WASHINGTON — Industry regulators have known for years that Roundup, the world’s best-selling herbicide produced by U.S. company Monsanto, causes birth defects, according to a new report released Tuesday.

The report, “Roundup and birth defects: Is the public being kept in the dark?” found regulators knew as long ago as 1980 that glyphosate, the chemical on which Roundup is based, can cause birth defects in laboratory animals.

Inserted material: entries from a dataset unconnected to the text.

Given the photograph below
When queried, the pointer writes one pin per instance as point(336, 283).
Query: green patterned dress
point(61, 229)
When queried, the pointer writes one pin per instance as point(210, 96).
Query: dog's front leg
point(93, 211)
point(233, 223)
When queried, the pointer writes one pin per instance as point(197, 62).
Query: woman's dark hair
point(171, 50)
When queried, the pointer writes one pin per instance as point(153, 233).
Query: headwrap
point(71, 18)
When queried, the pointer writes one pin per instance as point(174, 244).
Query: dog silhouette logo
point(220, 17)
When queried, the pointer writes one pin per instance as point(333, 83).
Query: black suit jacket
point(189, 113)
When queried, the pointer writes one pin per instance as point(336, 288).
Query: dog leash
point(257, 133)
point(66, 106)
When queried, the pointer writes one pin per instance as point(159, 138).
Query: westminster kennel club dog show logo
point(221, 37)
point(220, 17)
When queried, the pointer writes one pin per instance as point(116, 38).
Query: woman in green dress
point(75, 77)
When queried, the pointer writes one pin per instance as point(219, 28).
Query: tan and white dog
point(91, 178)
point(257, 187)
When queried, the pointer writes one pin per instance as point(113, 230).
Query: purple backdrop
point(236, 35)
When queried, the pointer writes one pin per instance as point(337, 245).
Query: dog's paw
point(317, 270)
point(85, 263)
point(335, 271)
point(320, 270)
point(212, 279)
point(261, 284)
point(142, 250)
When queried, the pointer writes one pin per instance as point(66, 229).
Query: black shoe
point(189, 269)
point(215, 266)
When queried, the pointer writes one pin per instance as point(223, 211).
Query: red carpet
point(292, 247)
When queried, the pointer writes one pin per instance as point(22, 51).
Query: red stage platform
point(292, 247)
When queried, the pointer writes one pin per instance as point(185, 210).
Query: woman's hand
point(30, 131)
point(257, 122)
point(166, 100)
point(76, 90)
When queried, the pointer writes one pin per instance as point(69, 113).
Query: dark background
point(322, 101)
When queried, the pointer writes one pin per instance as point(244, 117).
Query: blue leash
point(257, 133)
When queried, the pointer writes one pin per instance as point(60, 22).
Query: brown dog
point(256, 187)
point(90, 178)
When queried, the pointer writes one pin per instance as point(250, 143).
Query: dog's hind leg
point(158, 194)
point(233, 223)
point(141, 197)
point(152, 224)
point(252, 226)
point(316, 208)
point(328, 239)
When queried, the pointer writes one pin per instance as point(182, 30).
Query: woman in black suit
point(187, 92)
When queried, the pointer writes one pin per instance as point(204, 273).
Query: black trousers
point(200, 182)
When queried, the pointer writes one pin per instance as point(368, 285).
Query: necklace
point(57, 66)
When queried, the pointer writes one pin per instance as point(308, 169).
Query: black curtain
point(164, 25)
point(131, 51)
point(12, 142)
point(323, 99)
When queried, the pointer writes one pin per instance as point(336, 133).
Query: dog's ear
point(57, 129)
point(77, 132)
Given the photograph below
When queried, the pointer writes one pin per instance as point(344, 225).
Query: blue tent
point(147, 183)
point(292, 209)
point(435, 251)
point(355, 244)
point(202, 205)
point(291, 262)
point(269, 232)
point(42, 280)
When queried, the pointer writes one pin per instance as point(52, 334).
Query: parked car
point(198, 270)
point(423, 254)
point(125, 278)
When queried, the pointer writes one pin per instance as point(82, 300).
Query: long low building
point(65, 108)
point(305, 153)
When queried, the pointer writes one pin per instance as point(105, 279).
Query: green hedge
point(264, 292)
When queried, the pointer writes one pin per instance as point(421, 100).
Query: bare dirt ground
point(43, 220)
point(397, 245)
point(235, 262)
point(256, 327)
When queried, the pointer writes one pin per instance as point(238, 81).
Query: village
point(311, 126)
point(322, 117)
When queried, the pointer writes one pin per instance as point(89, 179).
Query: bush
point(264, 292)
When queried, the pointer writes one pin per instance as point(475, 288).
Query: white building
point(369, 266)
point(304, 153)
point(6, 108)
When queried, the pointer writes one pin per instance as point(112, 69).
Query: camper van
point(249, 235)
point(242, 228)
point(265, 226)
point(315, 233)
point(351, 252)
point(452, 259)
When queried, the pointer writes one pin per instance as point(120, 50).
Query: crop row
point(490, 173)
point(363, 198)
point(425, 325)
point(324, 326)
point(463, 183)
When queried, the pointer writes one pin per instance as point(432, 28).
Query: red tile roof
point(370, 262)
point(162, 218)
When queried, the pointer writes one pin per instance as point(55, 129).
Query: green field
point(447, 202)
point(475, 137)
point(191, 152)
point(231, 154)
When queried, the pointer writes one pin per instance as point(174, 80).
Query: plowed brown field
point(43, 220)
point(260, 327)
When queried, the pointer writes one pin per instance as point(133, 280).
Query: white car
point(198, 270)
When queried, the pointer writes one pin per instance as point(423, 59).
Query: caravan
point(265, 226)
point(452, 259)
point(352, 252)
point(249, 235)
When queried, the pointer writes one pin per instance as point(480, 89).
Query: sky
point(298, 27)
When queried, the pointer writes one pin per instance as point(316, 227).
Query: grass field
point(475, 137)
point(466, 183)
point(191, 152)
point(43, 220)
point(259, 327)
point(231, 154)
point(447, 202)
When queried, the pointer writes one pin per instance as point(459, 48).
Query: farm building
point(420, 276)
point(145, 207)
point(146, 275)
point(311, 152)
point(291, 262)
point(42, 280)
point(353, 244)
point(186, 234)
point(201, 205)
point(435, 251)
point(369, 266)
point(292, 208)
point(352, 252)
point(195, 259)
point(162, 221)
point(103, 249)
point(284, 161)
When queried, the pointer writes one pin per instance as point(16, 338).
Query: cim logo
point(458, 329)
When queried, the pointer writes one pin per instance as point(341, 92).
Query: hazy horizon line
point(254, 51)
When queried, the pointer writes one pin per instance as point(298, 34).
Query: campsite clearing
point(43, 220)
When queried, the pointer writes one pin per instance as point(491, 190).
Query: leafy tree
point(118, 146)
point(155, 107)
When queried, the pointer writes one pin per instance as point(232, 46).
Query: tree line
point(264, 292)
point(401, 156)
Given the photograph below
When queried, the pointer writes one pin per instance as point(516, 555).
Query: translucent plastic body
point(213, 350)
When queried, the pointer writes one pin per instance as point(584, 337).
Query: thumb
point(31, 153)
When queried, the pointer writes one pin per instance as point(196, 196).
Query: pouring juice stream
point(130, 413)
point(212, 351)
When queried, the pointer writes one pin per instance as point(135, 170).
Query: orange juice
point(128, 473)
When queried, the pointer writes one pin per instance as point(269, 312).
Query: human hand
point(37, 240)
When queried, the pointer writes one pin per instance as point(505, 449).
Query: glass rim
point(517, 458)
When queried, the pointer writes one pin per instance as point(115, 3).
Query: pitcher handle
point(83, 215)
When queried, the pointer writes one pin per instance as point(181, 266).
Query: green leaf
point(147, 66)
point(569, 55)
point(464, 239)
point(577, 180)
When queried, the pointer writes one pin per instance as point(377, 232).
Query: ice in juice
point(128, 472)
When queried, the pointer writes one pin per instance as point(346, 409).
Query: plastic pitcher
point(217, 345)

But despite such warnings, and although the European Commission has known that glyphosate causes malformations since at least 2002, the information was not made public.

Instead regulators misled the public about glyphosate’s safety, according to the report, and as recently as last year, the German Federal Office for Consumer Protection and Food Safety, the German government body dealing with the glyphosate review, told the European Commission that there was no evidence glyphosate causes birth defects.

Published by Earth Open Source, an organization that uses open source collaboration to advance sustainable food production, the report comes months after researchers found that genetically-modified crops used in conjunction Roundup contain a pathogen that may cause animal miscarriages. After observing the newly discovered organism back in February, Don Huber, an emeritus professor at Purdue University, wrote an open letter to Secretary of Agriculture Tom Vilsack requesting a moratorium on deregulating crops genetically altered to be immune to Roundup, which are commonly called Roundup Ready crops.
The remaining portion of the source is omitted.